Support Questions

Find answers, ask questions, and share your expertise

issue trying Impyla

avatar
Explorer

I am trying the sample impyla code from 

 

http://blog.cloudera.com/blog/2014/04/a-new-python-client-for-impala/

 

And getting "impala.error.HiveServer2Error: Failed after retrying 3 times"

 

impyla is installed on the hadoop (CDH-5.3.2) node I log in to

 

 

Tried:

from impala.dbapi import connect
conn = connect(host='my.impala.host', port=21050)
cursor = conn.cursor()
cursor.execute('SELECT * FROM youval_db.accounts_info LIMIT 10')
print cursor.description # prints the result set's schema
results = cursor.fetchall()

Where for  "my.impala.host" I used the the impala host I got from the cloudera manager.

(tried with host from the following groups: Impala Catalog Server Default Group, Impala Daemon Default Group and Impala StateStore Default Group)

 

got the same error for All.

 

Also tried with 

conn = connect()

It did not work as well.

 

Any suggestion on how to make it work?

Thanks 

8 REPLIES 8

avatar
New Contributor

Been getting the same error when I was trying to connect to the impala instance on a kerberized cluster! Any particular reason why we get this??

avatar
Expert Contributor

Anyone found an answer for this I am also getting same error when I run below. This is a kerberos cluster and Impala works fine through HUE and odbc:

--------------------

from impala.dbapi import connect
conn = connect(host='myhost', port=21050)

cursor = conn.cursor()
cursor.execute('SELECT * FROM default.testtable')
print (cursor.description) # prints the result set's schema
results = cursor.fetchall()

 

 

avatar

I believe that error should be fixed with the most recent releases of Impyla (0.16.1) and thrift_sasl (0.4.2)

avatar
Expert Contributor

Thanks, you are a genius 🙂 .
Installing thrift-sasl-0.4.2 and impyla 0.16.2 did allow successful running of the script. However now I have a different issue. The call cursor.fetchmany(size=3) hangs indefinitely in Jupyter notebook. It executes immediately in similar pyhive script on same small table.

from impala.dbapi import connect
conn = connect(host='myhost', port=21050, auth_mechanism='GSSAPI', kerberos_service_name='impala')
cursor = conn.cursor()
cursor.execute('SELECT * FROM default.mytable LIMIT 100')
cursor.fetchmany(size=3)
cursor.close()
conn.close()

It show query status as Executing in Cloudera manager->Impala Queries monitor. But also says Query State: FINISHED in the query details .

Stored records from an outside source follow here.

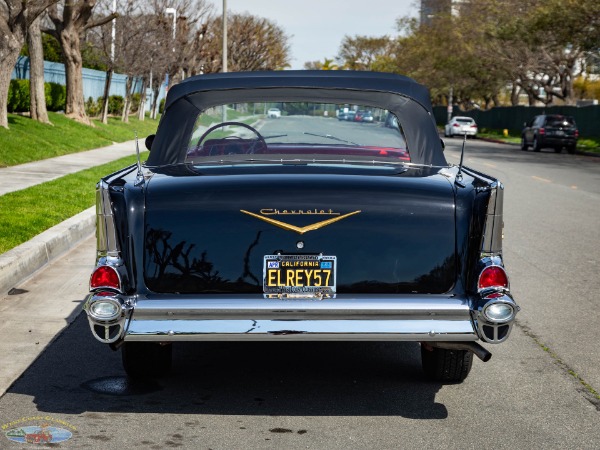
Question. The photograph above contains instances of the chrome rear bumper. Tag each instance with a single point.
(355, 318)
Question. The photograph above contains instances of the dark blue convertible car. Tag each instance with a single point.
(307, 228)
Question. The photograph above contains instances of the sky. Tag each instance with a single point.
(316, 27)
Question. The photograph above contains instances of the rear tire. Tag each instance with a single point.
(446, 365)
(146, 359)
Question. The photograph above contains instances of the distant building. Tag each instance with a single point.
(432, 8)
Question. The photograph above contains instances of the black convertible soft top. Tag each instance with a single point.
(402, 96)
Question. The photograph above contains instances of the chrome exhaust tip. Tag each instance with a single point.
(479, 351)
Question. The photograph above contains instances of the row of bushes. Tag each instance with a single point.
(115, 105)
(56, 94)
(18, 96)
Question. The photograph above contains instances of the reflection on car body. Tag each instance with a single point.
(302, 228)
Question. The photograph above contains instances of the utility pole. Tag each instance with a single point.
(450, 107)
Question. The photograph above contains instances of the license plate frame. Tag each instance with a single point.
(299, 275)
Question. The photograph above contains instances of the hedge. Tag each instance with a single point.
(18, 96)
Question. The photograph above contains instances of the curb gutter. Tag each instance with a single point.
(21, 262)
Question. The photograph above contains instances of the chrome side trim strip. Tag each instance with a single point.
(494, 221)
(106, 237)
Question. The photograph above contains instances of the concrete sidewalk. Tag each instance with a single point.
(18, 264)
(19, 177)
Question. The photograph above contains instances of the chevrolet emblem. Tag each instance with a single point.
(301, 230)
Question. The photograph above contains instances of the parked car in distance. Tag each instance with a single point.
(550, 130)
(460, 126)
(366, 116)
(349, 116)
(274, 113)
(304, 229)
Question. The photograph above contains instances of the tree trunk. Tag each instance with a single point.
(75, 104)
(514, 95)
(154, 111)
(36, 74)
(127, 102)
(106, 95)
(10, 46)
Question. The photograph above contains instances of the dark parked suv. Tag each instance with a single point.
(550, 130)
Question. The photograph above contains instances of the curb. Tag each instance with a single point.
(21, 262)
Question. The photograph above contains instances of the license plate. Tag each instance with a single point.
(299, 275)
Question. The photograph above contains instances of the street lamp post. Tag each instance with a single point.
(224, 35)
(174, 12)
(224, 114)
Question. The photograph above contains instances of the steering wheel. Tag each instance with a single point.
(259, 138)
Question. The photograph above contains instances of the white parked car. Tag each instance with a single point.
(460, 126)
(274, 113)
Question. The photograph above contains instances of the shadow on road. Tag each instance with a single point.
(256, 378)
(513, 153)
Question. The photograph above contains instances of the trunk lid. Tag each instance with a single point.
(210, 233)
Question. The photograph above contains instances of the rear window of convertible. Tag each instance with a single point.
(299, 131)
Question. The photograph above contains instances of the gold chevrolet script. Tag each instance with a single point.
(301, 230)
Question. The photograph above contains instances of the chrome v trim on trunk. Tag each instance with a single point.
(301, 230)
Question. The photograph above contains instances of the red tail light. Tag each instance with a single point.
(492, 276)
(105, 277)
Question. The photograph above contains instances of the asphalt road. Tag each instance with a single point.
(536, 392)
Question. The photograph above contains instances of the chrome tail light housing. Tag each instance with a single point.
(107, 313)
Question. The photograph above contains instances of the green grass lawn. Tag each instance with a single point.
(26, 213)
(27, 140)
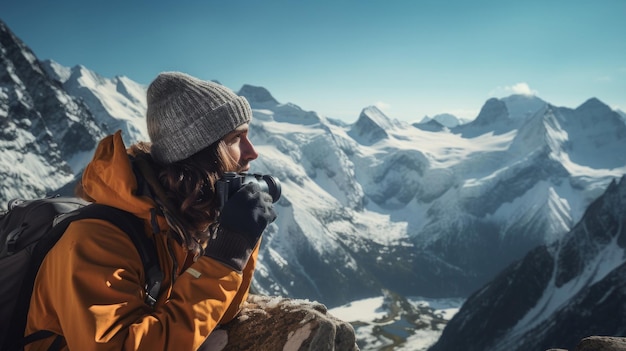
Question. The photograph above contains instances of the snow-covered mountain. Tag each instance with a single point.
(558, 294)
(372, 205)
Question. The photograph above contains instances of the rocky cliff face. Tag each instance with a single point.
(557, 294)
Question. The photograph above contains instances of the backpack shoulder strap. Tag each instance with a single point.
(127, 222)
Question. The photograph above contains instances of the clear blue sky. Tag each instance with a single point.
(409, 57)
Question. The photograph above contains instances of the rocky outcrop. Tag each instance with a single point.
(269, 323)
(599, 343)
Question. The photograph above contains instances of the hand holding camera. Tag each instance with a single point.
(245, 213)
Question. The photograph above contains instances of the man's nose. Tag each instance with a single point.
(249, 152)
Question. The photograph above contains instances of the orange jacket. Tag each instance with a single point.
(89, 288)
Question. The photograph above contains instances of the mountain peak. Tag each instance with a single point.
(371, 126)
(594, 104)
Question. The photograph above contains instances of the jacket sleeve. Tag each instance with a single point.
(90, 290)
(242, 293)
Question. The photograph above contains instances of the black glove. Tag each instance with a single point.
(242, 221)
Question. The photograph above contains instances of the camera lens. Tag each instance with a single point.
(273, 187)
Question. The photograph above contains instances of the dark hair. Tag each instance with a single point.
(190, 187)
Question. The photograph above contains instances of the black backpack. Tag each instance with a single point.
(28, 230)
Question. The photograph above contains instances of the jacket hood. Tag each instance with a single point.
(109, 178)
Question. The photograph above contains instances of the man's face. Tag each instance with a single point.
(240, 148)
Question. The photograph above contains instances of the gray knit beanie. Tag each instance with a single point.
(186, 115)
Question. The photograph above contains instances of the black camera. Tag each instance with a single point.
(232, 181)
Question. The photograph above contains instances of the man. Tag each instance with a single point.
(89, 290)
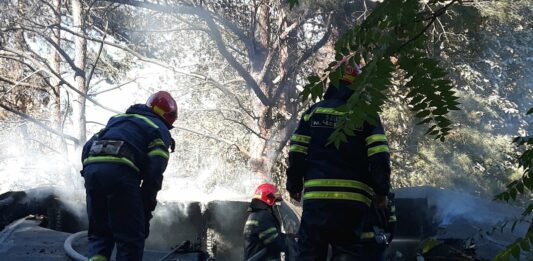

The hang seems to be in the statement buff = self.sock.recv(sz)

/data/opt/anaconda3/lib/python3.7/site-packages/thriftpy2/transport/socket.py in read(self, sz)
    107         while True:
    108             try:
--> 109                 buff = self.sock.recv(sz)
    110             except socket.error as e:
    111                 if e.errno == errno.EINTR:

KeyboardInterrupt: 

 

After trying various options and setting timeout=100 in the connect statement, it appears the script queries impala table successfully but every 2nd or 3rd time it fails with the below error:

/data/opt/anaconda3/lib/python3.7/site-packages/impala/hiveserver2.py in _rpc(self, func_name, request)
    992         response = self._execute(func_name, request)
    993         self._log_response(func_name, response)
--> 994         err_if_rpc_not_ok(response)
    995         return response
    996 

/data/opt/anaconda3/lib/python3.7/site-packages/impala/hiveserver2.py in err_if_rpc_not_ok(resp)
    746             resp.status.statusCode != TStatusCode.SUCCESS_WITH_INFO_STATUS and
    747             resp.status.statusCode != TStatusCode.STILL_EXECUTING_STATUS):
--> 748         raise HiveServer2Error(resp.status.errorMessage)
    749 
    750 

HiveServer2Error: Invalid query handle: b14cce8e19xxxx:5b51463xxxx

 Any more thoughts?

avatar
New Contributor

Hi, we're experiencing the same issue as above - "Invalid query handle" error on thrift-sasl 0.4.2 with kerberos auth. Everything works fine on thrift-sasl 0.2.1.

 

Was there any resolution?

 

 

avatar
Expert Contributor

There seems to be different version of thrift-sasl and impyla that work or dont work and it is not easy to figure out these version mismatches. So we finally abandoned impyla and went with pyodbc with cloudera impala odbc driver which is easier to make it work and is working good so far. Check out this link: https://plenium.wordpress.com/2020/05/04/use-pyodbc-with-cloudera-impala-odbc-and-kerberos/

avatar
New Contributor

have you solve this problems?

avatar
New Contributor

@JasonBourne - if you have the same issue, here's a GitHub issue discussing it and linking to a pull request to fix it:
https://github.com/cloudera/thrift_sasl/issues/28

You can see in the commits (here: https://github.com/cloudera/thrift_sasl/commits/master), they are testing a new release for a fix, but it looks like it's not quite done yet. Hopefully soon.